Each footstep was carefully placed testing for ice. Falling uncontrollably down the front steps in to the early dawn is no way to start the day. I should have known the steps were just wet and not frozen by seeing the first hint of thick fog through the slowly waxing light in the treetops across the valley. Frost comes on those clear, starry nights we get so infrequently here in Western Oregon in winter. This morning the clouds were low and thick.
As the tires of my Honda crunched up the long driveway, I skirted puddles so as not to create potholes in the gravel roadbed and realized that it had once again rained in the darkness. In fact, mist was still coating the windshield requiring a wipe or two during the ¾ mile journey to the end of the lane to retrieve the morning newspaper. Rain has long since stopped soaking into the ground. Now it mostly just runs on the surface collecting in rivulets, becoming streams, joining to creeks, and eventually roiling in dark rivers of silt-laden rainwater.

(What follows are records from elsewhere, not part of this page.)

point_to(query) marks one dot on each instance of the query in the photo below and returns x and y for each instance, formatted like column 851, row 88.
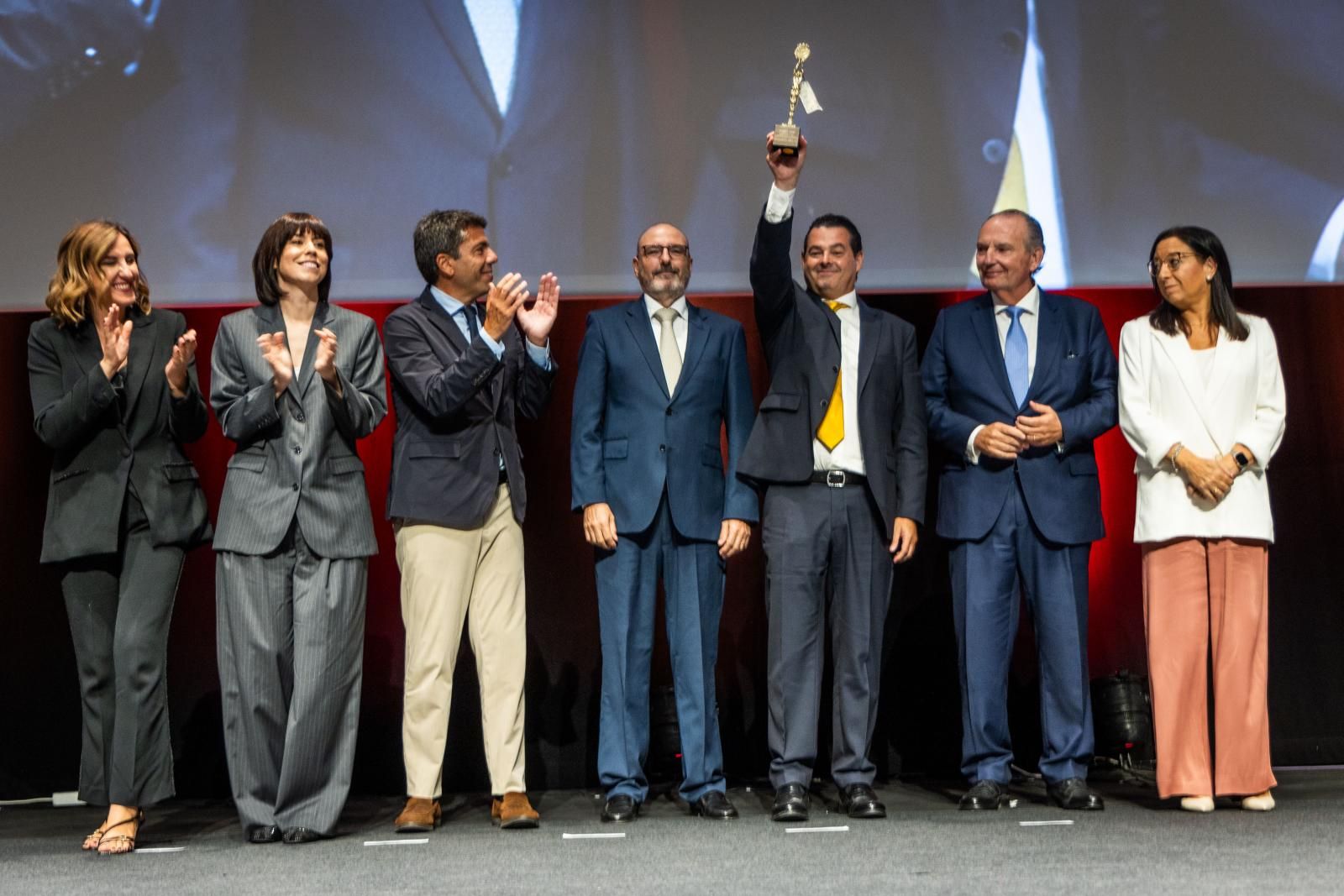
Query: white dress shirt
column 1030, row 318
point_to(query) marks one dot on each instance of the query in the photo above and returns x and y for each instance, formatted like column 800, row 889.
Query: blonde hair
column 73, row 285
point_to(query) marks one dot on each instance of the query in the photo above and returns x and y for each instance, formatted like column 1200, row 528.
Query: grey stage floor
column 1139, row 846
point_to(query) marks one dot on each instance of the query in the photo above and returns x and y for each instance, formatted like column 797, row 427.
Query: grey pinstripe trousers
column 291, row 636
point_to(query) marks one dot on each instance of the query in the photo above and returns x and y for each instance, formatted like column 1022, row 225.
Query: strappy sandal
column 93, row 840
column 121, row 844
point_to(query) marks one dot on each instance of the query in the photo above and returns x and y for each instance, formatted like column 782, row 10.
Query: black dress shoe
column 262, row 835
column 302, row 836
column 714, row 805
column 790, row 804
column 984, row 794
column 1074, row 793
column 620, row 808
column 859, row 801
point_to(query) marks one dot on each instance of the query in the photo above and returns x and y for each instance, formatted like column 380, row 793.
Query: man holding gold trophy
column 839, row 449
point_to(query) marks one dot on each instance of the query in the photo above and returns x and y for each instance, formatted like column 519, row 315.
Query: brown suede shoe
column 514, row 812
column 420, row 815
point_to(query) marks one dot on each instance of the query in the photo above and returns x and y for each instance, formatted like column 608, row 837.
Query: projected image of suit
column 573, row 125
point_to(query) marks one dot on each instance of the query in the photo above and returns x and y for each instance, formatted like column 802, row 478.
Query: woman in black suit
column 114, row 396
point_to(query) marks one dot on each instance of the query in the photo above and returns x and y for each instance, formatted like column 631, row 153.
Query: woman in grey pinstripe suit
column 295, row 382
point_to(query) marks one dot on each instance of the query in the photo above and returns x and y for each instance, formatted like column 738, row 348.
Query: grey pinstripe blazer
column 296, row 454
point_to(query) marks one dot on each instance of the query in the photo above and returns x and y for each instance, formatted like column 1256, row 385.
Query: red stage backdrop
column 39, row 705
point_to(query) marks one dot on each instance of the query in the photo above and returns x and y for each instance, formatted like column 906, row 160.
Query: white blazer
column 1164, row 399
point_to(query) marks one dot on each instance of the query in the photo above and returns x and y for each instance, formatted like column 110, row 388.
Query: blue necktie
column 1015, row 356
column 470, row 316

But it is always on days like this, every year, that summer begins for us. The beginning isn’t announced by anything weather related, obviously. It’s more postal related, signaled by a growing stack of garden seed catalogues. When the stack reaches critical mass, and includes the catalogue from our go-to local seed company, the date is set for the opening celebration, which is held, more or less formally, on a Saturday morning in February.
The summer’s opening ceremony usually lasts three or four hours and includes a critical review of last year’s valuable experience, an inspection of the stores of garden canned goods, a reminiscence of the recipes that rocked last year, a parade of old seed packets whose seeds may or may not still be viable, and frequent looks out the window and into the garden to firm up logistical ideas and proposals.

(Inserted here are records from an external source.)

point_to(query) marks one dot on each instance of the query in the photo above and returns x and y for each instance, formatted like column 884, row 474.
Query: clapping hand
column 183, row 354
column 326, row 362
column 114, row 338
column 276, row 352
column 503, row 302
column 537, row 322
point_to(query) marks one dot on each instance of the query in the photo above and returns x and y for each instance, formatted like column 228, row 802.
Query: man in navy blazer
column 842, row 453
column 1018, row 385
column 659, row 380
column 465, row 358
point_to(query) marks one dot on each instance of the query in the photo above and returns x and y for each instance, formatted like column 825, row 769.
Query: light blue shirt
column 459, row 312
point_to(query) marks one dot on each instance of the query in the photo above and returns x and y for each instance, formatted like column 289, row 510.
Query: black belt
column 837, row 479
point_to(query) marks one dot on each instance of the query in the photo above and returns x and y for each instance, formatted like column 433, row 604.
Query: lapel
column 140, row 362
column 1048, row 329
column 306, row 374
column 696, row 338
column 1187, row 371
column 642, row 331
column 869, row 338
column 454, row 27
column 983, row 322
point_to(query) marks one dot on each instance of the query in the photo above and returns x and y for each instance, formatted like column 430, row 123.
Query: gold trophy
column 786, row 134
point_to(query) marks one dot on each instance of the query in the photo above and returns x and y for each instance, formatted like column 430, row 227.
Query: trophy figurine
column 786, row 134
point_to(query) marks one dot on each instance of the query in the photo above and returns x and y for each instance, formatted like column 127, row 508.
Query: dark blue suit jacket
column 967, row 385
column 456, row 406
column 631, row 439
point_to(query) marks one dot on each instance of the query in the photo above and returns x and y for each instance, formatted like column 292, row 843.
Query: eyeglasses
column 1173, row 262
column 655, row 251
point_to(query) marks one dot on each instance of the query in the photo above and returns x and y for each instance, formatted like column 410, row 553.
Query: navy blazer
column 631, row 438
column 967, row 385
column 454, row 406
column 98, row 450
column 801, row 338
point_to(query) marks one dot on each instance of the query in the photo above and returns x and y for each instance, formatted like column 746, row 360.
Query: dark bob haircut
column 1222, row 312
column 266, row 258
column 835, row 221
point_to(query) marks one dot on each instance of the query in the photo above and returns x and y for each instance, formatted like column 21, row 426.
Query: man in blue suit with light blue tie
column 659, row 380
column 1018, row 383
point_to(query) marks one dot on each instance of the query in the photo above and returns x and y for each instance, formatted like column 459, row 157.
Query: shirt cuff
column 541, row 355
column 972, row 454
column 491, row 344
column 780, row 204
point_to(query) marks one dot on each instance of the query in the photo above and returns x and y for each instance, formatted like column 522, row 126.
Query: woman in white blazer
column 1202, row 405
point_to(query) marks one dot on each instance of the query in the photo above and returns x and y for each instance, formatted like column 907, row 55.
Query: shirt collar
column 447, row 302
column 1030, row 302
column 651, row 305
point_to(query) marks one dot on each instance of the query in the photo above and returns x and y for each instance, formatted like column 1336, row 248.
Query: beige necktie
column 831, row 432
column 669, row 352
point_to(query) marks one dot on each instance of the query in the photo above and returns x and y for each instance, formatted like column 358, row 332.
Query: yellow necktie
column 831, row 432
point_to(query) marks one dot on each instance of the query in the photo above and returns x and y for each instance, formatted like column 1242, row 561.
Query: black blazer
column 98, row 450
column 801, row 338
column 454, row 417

The big event, the event that carries all the emotional power, is the reading of the most exciting sounding descriptions from each vegetable category. Having read years and years of vegetable descriptions from dozens of catalogues hasn’t diminished the joy of the event one bit, nor has it made us the least bit cynical about the veracity of those descriptions. It’s a long way from seed to ripe vegetable and so much can happen along the way that we’re more inclined to blame the soil, or the weather, or the gardener, and give the seeds a break. That inclination may be a little naive and somewhat unproductive, and it’s true that some seeds just don’t work well in our garden, but that never dims the hope that rushes forth from those small pictures and delicate descriptions.
So this past Saturday, during a three-hour ceremony, on a windy, rainy, cold winter’s day in February, summer began. The seed order was placed on line, the catalogues were stacked and set aside, last year’s seeds were packed back in their airtight container, and things immediately began to brighten up around here. New life is springing forth, if only so far from our summer souls, and the worst of the dark is over for another year.